Negli ultimi 10-15 anni, ci sono state diverse correnti musicali. Per esempio, se c’era una band che faceva musica sui pirati, veniva chiamata Pirate Metal, se un gruppo faceva musica sui vichinghi, era Viking Metal. Noi siamo stati semplicemente una conseguenza di questo modo di etichettare i generi: Dwarf Metal. Alla fine, se ci pensiamo bene, è davvero un derivato del Viking Metal e del Power Metal.
Però, a mio avviso, magari mi sbaglio, non ho trovato altre band al mondo che abbiano delle sonorità simili a quelle dei Wind Rose. Quello che facciamo può piacere o meno, ma molte persone ci dicono: “Ogni vostra canzone sembra un ritornello!”. Questo perché le canzoni sono sempre cantate da un gruppo di voci, come se fossero un gruppo di nani. Ecco, le voci che sentite nei nostri dischi, sono tutte le mie: sono io che faccio tutti i cori. Avendo studiato canto lirico, mi piace aggiungere cori drammatici e gloriosi, molto epici.
Poi c’è un altro ragazzo che si occupa delle parti più basse, è un baritono basso, mentre io sono un baritono, ma più vicino a un tenore, quindi riesco a salire abbastanza in alto come estensione vocale. Lui invece copre le parti più basse.
Questi piccoli dettagli, secondo me, rendono riconoscibile una nostra canzone fin dall’inizio. È questo ciò che mi rende più orgoglioso, perché trovare la propria unicità, è una delle cose più difficili in un mondo in cui sembra che tutto sia già stato fatto. Ecco, parliamoci chiaro. Sicuramente, la cosa di cui vado più fiero è aver trovato la nostra dimensione musicale.

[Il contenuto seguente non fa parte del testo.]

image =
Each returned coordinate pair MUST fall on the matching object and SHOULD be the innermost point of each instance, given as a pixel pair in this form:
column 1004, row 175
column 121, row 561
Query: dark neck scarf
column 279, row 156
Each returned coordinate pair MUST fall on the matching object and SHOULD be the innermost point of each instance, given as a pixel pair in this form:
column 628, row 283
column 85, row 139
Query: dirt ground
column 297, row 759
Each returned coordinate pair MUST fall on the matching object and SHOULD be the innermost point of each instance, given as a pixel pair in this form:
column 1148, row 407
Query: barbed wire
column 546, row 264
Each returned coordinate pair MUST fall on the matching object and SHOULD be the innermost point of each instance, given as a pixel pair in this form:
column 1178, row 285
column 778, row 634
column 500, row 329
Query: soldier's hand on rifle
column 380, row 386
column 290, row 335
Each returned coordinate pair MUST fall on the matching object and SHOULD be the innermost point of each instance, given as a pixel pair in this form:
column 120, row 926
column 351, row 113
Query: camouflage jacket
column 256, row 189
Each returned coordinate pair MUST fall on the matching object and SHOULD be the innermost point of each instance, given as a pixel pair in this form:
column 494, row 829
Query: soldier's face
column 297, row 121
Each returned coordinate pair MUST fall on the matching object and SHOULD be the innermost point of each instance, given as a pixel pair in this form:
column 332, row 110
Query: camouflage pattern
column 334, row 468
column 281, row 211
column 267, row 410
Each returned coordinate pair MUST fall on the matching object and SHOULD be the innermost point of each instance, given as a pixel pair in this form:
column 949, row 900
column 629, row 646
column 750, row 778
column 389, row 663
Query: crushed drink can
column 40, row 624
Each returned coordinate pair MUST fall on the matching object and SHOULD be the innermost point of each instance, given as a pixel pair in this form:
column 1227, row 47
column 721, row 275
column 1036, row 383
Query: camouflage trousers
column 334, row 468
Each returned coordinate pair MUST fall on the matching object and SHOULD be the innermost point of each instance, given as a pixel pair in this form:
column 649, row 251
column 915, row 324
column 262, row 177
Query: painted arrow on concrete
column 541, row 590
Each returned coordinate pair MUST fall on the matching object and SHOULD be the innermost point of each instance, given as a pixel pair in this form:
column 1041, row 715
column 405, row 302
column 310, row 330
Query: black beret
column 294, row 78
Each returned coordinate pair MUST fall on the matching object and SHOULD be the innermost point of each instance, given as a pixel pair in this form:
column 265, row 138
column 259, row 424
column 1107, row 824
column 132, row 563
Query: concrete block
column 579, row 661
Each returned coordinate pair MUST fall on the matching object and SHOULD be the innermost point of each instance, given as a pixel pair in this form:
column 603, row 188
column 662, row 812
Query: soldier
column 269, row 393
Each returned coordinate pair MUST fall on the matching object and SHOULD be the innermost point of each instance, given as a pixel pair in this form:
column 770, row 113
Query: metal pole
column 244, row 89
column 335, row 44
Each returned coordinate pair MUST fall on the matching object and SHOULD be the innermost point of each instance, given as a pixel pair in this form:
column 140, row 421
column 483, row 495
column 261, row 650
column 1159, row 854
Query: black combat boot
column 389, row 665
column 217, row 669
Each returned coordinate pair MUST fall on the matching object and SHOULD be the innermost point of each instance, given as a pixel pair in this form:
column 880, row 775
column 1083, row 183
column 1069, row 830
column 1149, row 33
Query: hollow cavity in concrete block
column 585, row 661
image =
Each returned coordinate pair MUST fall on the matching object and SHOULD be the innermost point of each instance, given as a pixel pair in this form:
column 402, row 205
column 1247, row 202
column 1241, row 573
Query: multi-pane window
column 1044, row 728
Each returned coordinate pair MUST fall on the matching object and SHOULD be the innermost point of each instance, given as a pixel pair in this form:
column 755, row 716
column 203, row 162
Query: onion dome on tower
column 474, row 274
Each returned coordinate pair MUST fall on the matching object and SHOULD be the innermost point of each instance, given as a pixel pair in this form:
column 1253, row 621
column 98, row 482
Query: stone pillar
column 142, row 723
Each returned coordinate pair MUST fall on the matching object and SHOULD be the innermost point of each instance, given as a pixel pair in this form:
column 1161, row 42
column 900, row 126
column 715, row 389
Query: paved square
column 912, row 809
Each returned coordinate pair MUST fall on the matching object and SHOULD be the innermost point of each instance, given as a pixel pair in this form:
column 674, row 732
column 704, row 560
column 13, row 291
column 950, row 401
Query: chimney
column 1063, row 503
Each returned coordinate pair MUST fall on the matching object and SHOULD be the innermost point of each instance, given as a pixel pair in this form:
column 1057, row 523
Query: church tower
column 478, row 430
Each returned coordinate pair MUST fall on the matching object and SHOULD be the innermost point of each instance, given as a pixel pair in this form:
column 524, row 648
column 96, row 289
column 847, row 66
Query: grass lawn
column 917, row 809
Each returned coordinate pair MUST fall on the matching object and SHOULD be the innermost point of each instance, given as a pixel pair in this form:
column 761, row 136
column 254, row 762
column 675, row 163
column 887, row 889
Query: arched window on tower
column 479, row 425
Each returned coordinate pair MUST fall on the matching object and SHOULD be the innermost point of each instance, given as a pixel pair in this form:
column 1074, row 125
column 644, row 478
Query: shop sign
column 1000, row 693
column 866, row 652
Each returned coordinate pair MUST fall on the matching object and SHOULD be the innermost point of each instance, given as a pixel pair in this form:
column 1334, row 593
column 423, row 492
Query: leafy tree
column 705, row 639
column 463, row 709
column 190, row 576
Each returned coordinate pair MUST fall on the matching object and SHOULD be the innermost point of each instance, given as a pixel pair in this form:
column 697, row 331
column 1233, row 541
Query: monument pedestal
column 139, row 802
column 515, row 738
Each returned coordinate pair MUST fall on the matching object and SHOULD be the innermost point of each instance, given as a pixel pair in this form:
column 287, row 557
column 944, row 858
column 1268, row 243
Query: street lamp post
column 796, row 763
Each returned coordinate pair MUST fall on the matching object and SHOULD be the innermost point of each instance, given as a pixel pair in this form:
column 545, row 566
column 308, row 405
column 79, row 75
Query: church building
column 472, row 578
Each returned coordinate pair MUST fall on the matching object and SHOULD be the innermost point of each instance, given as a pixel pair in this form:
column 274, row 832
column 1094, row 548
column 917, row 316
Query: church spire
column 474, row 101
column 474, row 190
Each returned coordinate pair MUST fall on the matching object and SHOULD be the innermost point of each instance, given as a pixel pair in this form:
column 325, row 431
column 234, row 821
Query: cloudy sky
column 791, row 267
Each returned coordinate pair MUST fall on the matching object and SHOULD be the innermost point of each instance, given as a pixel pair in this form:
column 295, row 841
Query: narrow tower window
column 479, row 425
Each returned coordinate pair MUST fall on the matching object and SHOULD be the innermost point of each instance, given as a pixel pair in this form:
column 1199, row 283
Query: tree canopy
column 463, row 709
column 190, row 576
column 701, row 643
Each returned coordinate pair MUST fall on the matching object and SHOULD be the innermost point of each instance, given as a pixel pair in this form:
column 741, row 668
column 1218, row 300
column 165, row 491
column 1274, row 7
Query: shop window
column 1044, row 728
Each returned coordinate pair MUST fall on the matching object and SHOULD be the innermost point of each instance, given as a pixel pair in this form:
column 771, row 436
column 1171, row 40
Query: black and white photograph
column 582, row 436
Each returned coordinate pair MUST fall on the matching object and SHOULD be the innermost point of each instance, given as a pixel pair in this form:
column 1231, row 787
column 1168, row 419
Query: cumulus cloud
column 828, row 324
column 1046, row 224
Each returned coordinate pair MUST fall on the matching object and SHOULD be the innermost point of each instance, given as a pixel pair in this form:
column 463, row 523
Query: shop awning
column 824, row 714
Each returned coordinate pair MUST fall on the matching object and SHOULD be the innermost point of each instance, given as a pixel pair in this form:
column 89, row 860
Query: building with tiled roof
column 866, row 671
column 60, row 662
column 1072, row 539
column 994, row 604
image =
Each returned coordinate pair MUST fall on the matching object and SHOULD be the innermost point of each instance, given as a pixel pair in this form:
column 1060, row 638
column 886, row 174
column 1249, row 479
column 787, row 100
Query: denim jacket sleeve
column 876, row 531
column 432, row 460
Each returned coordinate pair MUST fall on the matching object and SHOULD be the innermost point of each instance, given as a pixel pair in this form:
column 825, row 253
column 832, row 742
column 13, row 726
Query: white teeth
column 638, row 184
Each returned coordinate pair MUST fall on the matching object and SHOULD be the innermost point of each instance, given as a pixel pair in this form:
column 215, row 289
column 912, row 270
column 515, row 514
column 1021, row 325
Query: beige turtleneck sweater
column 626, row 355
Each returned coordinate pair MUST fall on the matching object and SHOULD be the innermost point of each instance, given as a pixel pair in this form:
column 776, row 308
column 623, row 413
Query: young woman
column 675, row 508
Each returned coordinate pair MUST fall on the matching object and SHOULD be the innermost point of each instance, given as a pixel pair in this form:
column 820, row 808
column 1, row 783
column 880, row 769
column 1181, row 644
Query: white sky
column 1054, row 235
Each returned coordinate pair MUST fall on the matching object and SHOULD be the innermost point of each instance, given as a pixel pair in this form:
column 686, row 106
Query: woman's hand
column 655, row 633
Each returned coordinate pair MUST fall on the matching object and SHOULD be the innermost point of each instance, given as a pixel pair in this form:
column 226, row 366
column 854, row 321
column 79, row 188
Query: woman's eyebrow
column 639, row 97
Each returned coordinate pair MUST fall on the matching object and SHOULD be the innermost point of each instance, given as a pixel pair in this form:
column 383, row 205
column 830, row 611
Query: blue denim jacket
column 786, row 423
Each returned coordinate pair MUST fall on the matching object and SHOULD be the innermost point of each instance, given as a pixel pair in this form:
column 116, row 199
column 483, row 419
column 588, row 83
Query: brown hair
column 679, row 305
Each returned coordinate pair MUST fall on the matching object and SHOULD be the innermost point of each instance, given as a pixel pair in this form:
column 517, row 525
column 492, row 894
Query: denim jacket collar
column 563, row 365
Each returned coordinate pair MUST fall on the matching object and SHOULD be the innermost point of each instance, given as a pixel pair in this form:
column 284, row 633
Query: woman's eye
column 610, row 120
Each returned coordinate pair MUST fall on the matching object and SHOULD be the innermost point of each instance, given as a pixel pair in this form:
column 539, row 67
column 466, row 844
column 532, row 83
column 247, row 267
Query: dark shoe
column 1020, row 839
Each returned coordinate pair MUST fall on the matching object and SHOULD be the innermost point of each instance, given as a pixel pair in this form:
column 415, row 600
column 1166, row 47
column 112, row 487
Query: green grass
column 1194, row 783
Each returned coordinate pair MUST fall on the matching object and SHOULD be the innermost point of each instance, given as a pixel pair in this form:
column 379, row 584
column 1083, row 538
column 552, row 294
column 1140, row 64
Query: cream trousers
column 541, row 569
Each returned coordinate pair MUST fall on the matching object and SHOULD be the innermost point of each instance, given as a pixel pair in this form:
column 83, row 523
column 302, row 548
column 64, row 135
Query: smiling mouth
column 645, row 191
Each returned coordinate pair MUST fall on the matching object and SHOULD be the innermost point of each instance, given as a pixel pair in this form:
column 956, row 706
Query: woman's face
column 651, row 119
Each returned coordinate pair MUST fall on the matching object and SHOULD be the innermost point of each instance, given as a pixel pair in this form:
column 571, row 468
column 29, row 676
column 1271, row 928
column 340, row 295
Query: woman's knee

Diggy Diggy Hole e il suo incredibile successo
- (Antonello) Diggy Diggy Hole è diventata un inno per i vostri fan. Come avete deciso di fare una cover di questa canzone e vi aspettavate che diventasse così popolare?
Sicuramente siamo molto affezionati a questa canzone. È stata, per noi, quello che spesso succede a molte band: fanno una cover e diventano famose proprio grazie a quella. Tuttavia, ci sono tantissimi casi in cui il successo si ferma lì, non va oltre quella cover e questo è un po’ triste nella maggior parte dei casi.
Nel nostro caso avevamo delle buone carte da giocare. Avevamo una grande esperienza alle spalle: quando il successo è arrivato, non eravamo più ragazzini di vent’anni. Era già da 10 anni che facevamo tour e suonavamo insieme, quindi eravamo pronti per affrontare questa situazione.
La fortuna è stata avere una canzone che ha acquisito una viralità completamente imprevedibile. Sapevamo che sarebbe stata un successo, almeno non di queste proporzioni. Infatti, siamo finiti anche sulla BBC, o su un’altra grande emittente americana, addirittura al telegiornale, dove hanno parlato del grande successo del gruppo italiano, non ricordo quale fosse esattamente l’emittente televisivo.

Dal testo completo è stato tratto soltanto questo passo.